Prevention and treatment of experimental autoimmune encephalomyelitis with recombinant adeno-associated virus-mediated alpha-melanocyte-stimulating hormone-transduced PLP139-151-specific T cells.

The aim of this study was to investigate the immunomodulatory effects and mechanism of action of alpha-melanocyte-stimulating hormone (alpha-MSH) gene modified proteolipid protein (PLP) 139-151-specific T cells (T(PLP-alpha-MSH)) in the SJL mouse model of experimental autoimmune encephalomyelitis (EAE).
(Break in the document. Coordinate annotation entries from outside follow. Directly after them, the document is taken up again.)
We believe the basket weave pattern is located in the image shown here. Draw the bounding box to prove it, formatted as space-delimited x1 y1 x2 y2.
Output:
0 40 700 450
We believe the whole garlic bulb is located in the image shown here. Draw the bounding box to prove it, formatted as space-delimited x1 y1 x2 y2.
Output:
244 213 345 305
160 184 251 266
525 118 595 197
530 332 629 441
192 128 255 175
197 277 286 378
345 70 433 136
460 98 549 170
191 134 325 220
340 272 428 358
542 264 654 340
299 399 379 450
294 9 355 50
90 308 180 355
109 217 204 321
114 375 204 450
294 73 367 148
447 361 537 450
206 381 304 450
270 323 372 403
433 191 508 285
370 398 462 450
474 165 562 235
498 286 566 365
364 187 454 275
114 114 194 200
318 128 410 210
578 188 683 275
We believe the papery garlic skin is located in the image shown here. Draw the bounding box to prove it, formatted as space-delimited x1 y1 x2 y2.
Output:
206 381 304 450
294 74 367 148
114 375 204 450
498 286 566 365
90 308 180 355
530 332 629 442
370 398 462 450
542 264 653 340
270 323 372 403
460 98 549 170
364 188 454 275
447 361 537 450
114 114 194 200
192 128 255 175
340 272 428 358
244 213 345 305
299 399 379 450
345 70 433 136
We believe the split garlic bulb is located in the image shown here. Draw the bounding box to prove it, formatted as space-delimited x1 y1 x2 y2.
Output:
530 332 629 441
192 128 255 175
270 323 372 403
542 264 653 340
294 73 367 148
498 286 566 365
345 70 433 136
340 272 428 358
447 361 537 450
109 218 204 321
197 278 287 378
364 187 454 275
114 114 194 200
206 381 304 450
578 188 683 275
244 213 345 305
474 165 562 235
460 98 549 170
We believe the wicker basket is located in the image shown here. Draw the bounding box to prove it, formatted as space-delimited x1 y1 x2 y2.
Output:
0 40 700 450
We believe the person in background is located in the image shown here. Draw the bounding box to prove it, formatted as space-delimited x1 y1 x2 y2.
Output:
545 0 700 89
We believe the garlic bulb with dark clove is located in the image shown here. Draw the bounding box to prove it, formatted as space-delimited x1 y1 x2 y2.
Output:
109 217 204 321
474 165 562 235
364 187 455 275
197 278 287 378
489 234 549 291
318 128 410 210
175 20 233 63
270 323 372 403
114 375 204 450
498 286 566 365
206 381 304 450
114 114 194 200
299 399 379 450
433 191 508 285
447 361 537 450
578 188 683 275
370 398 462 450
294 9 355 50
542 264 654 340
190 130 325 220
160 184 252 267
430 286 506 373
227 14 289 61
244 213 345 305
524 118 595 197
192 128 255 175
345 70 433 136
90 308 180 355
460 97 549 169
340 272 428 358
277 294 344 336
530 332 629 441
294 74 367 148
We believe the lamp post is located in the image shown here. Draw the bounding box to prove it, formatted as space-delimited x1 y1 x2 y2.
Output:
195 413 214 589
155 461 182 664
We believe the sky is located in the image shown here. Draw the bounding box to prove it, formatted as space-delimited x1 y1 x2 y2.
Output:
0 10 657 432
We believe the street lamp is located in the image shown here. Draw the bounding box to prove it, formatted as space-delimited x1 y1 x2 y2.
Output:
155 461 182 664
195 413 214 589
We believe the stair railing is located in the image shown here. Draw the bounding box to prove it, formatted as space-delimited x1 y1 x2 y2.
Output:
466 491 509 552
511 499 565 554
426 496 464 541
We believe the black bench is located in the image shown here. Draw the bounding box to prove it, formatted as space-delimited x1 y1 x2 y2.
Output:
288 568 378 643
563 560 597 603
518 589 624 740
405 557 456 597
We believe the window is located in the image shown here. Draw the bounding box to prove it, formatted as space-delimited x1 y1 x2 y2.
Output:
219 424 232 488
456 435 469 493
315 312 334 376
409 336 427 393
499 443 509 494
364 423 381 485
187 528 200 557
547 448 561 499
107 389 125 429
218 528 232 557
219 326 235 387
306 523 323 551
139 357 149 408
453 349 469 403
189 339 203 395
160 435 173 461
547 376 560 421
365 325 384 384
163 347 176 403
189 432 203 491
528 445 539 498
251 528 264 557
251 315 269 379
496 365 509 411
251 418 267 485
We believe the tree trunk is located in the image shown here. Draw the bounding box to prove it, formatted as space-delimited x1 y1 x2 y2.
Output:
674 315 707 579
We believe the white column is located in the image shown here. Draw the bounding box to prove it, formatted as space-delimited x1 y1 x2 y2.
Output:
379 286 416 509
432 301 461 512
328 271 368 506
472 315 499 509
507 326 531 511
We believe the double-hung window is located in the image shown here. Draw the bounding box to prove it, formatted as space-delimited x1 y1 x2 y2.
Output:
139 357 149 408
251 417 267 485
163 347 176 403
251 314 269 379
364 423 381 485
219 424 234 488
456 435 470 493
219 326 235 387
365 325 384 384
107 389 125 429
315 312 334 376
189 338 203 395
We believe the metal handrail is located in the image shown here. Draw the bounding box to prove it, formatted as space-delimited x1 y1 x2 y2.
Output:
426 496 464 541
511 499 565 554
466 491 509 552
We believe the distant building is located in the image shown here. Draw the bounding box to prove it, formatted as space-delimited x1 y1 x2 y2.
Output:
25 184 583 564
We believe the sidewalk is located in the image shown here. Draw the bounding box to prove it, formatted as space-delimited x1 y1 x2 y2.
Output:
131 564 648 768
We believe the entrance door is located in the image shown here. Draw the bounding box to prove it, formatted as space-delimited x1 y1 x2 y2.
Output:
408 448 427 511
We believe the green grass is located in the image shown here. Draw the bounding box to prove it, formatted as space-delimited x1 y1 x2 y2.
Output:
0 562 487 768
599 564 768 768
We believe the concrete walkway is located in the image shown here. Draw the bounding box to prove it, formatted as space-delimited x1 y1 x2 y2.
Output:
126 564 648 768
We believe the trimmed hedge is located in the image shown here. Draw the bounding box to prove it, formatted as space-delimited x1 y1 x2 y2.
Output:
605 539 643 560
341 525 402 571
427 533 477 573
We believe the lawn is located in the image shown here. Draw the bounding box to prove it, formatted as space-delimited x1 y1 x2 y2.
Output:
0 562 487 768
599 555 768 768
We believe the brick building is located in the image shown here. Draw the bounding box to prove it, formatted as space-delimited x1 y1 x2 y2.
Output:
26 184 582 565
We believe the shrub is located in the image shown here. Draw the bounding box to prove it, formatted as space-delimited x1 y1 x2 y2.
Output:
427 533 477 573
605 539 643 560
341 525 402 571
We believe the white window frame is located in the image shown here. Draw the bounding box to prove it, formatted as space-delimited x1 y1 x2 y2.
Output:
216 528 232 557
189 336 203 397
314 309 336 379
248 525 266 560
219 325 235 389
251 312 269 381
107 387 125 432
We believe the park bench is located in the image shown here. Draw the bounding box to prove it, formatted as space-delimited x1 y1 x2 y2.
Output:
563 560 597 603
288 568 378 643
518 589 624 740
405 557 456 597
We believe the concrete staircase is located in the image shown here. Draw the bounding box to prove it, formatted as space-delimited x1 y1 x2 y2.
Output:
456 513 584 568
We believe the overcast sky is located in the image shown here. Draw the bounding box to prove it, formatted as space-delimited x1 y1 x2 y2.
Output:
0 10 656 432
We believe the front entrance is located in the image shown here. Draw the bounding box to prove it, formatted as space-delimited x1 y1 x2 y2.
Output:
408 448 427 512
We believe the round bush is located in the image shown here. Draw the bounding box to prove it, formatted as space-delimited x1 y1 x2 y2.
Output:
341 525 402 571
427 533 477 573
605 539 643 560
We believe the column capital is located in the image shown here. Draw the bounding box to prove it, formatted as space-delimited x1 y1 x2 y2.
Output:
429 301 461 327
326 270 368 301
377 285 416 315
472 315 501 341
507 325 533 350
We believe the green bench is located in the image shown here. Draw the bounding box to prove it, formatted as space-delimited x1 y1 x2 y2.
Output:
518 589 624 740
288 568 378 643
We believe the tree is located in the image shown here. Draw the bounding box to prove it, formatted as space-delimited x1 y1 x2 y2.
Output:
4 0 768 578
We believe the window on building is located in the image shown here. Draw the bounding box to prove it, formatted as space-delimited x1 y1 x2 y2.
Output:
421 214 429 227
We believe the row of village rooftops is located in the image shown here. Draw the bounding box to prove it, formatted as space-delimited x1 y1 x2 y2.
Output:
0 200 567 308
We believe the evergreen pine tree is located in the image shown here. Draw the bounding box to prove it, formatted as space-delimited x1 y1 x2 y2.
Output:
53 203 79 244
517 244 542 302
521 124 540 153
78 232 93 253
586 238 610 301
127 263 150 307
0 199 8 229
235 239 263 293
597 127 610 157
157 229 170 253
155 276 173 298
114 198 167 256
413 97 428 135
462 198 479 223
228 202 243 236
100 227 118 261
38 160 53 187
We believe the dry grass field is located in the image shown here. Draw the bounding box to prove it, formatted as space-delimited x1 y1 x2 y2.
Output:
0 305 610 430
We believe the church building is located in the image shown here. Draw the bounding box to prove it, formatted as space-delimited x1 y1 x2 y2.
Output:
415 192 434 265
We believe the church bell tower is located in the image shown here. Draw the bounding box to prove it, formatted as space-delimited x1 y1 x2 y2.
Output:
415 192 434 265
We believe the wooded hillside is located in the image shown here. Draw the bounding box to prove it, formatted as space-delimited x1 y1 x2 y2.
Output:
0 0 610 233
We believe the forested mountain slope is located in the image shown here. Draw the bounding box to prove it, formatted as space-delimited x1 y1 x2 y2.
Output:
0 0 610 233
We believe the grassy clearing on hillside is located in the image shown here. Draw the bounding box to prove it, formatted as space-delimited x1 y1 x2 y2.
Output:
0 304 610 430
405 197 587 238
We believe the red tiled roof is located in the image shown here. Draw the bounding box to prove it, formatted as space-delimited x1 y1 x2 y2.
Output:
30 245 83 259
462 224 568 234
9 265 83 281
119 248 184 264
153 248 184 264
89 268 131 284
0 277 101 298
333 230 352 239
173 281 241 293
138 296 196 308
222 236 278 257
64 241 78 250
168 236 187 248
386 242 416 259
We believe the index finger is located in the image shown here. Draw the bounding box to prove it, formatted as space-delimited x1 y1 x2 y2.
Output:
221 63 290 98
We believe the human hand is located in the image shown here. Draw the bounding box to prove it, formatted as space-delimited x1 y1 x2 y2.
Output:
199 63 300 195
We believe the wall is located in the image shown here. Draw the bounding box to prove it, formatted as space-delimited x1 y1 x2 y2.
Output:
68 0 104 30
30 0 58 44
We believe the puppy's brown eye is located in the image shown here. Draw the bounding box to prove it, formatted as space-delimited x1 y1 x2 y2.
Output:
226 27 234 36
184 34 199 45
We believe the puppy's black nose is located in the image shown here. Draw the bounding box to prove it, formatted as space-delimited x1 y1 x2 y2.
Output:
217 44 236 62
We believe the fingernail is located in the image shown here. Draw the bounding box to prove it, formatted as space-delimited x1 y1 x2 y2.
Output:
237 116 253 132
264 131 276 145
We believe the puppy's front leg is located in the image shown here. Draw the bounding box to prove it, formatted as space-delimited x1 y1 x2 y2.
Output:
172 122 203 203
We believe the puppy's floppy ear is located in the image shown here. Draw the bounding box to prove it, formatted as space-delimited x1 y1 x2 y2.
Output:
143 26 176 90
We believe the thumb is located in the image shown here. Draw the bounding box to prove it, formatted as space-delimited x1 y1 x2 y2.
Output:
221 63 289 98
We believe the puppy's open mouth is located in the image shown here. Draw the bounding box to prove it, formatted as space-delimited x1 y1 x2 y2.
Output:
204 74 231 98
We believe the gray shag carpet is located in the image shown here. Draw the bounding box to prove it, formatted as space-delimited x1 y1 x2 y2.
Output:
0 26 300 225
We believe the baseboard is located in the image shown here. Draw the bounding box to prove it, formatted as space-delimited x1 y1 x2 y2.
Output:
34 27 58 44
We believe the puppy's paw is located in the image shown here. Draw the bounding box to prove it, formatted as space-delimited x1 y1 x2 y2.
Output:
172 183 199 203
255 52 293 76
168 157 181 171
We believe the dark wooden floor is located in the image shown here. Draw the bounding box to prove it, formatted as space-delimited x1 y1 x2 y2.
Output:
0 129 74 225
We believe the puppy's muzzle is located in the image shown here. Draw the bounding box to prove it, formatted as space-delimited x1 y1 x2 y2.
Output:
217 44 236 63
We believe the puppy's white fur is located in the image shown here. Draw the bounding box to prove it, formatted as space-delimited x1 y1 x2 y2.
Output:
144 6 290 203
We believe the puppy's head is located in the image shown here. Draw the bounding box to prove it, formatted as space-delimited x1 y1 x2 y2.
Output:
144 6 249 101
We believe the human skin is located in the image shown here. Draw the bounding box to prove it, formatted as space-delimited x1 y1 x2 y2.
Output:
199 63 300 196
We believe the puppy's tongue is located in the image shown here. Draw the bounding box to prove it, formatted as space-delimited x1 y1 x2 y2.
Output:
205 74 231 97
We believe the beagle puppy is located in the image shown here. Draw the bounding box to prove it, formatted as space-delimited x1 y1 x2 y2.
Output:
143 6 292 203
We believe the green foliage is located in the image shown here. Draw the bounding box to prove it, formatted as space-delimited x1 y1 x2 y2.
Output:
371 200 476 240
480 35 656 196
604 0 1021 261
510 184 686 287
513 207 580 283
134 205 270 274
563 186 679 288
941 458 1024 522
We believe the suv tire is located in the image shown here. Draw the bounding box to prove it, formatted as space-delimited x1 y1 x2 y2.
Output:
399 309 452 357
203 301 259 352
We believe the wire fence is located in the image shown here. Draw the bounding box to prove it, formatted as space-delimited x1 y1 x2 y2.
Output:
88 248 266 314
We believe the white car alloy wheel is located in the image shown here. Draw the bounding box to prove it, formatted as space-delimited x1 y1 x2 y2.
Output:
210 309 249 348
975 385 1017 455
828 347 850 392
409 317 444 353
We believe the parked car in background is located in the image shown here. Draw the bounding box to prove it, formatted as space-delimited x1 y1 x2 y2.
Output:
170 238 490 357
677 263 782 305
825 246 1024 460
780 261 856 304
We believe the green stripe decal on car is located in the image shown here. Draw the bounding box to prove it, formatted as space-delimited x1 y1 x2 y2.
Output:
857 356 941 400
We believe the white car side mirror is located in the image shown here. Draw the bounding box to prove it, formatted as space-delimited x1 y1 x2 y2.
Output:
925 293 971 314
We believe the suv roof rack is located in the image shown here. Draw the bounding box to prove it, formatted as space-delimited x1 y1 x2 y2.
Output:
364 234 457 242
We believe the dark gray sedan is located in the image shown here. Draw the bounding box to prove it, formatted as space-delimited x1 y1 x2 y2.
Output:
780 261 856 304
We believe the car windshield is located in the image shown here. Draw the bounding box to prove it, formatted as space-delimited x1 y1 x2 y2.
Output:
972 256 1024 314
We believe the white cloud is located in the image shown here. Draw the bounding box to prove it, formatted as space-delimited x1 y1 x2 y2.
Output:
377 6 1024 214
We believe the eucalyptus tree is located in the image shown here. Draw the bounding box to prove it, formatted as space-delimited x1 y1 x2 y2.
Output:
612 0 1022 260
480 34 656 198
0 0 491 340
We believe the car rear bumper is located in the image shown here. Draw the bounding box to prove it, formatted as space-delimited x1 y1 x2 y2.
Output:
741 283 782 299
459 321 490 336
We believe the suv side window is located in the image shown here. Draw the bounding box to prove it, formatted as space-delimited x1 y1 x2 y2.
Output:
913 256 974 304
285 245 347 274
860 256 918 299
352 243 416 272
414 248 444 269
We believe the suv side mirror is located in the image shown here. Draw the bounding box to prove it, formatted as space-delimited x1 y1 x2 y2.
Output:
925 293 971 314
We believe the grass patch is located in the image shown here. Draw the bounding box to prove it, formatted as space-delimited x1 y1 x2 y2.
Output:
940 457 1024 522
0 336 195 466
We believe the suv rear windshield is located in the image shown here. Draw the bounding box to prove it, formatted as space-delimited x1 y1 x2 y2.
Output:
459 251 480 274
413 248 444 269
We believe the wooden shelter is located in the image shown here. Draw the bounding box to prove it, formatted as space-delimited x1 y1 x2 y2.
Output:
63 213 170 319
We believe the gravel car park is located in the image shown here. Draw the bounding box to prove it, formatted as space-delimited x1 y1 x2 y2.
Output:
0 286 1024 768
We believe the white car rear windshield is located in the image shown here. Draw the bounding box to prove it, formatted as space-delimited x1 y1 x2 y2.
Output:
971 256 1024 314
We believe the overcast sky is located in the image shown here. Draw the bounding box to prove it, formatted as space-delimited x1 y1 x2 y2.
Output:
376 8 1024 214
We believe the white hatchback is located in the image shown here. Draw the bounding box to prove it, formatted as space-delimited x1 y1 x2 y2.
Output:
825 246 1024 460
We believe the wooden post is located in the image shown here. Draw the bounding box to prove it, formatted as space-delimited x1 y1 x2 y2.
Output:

PLP139-151-specific T cells (T(PLP) cells) were transduced with a recombinant adeno-associated virus 2 (rAAV2) encoding alpha-MSH. After activation with PLP139-151 in vitro, T(PLP-alpha-MSH) cells secreted high levels of alpha-MSH and also demonstrated an altered Th1-like cytokine pattern as well as a high frequency of CD4(+)CD25(+)Treg cells. Transfer studies showed that T(PLP-alpha-MSH) cells could suppress the induction of adoptive transfer EAE. More importantly, our studies demonstrated that T(PLP-alpha-MSH) cells had preventive and therapeutic effect on active relapse-remitting EAE (REAE) in an antigen-inducible manner. Suppression of REAE by T(PLP-alpha-MSH) cells was associated with a general reduction of inflammatory central nervous system (CNS) infiltrates, a pronounced decrease in Th1 cytokines and chemokines expression and an increase in Th2 cytokines. These data strongly suggested that local delivery of alpha-MSH by rAAV2-mediated alpha-MSH-transduced PLP139-151-specific T cells (T(PLP-alpha-MSH)) would be a desirable new approach to the treatment of autoimmune disease in the CNS.